Tuesday, March 3, 2015
Zoning changes for the 2015-16 school year

A small number of Clark County School District (CCSD) schools will be impacted by zoning changes for the 2015-16 school year. The changes were approved by the CCSD Board of School Trustees on Feb. 26.

Gordon McCaw Elementary School, which becomes a Science, Technology, Engineering, Arts, and Math (STEAM) Magnet school in 2015-16, will share a zone with Robert Taylor Elementary School. It’s expected that most of the McCaw students who applied to attend the Magnet program will be accepted. Students in that zone who do not wish to attend McCaw will be assigned to Robert Taylor instead. The change does not affect kindergarten students.

Previously, McCaw was nearly 31 percent under capacity, which means nearly a third of the classrooms in that building went underutilized. Adding the Magnet program will allow the school to be used at full capacity while giving students the benefits of learning opportunities with specific themes.

Clarence Piggott Elementary School also will become an International Studies Magnet school in the next school year. Students who are not accepted to or do not wish to attend Piggott will be rezoned to D’Vorre and Hal Ober Elementary School. Again, kindergarten students will not be affected in this area. Also, an area of future growth was reassigned from Piggott to Ethel W. Staton Elementary School.

Trustees also took action on that same area of future growth that was zoned for Johnson Junior High School. This area will be zoned for Rogich Middle School in order to provide feeder school alignment.  Like Piggott, Johnson will become an International Studies Magnet school in 2015-16.
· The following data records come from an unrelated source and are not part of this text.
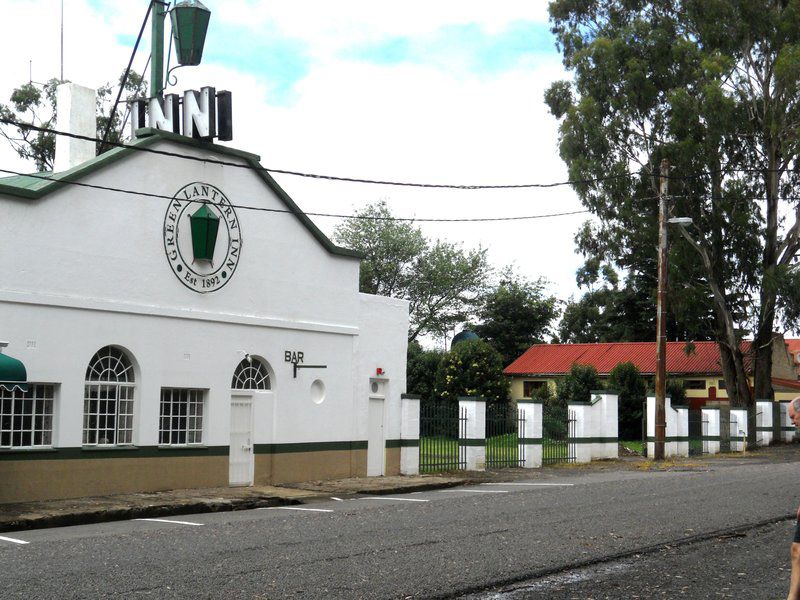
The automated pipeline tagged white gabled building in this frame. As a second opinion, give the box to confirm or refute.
[0,89,408,503]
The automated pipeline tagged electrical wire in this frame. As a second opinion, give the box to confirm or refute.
[0,167,590,223]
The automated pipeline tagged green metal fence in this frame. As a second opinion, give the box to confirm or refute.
[542,404,576,465]
[419,400,466,472]
[486,402,524,468]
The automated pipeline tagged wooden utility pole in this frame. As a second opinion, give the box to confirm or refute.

Attendance zone boundaries for all CCSD schools are reviewed annually. The process begins in September and ends in late March. Members of the Attendance Zone Advisory Commission (AZAC) work with district staff and consider input from the public before making their recommendations to the Board of School Trustees regarding attendance zones.

Rick Baldwin is the director of Demographics, Zoning and GIS for CCSD. He said the total number of students to be affected by the 2015-16 rezoning is relatively small compared to previous years. “If you look at the students who applied for these new Magnet schools, nearly all of them are already enrolled at those schools and that is where they will likely remain.” He added, “Once the Magnet schools’ lotteries are completed, very few students will actually be moved.”

Baldwin said AZAC considered a variety of factors this year prior to making rezoning recommendations. “They looked at some very large-scale rezoning areas, but ultimately they found that truly we are running out of schools that have available space. Thus, any large-scale rezoning we could do would just rebalance overcrowding to equally overcrowd entire areas as opposed to one or more schools in those large-scale areas.”

Baldwin emphasized that the rezoning does not fix the overcrowding problem of the district. He said, “This is because our needs are far greater than any ability we have to fix them without being able to build new schools.”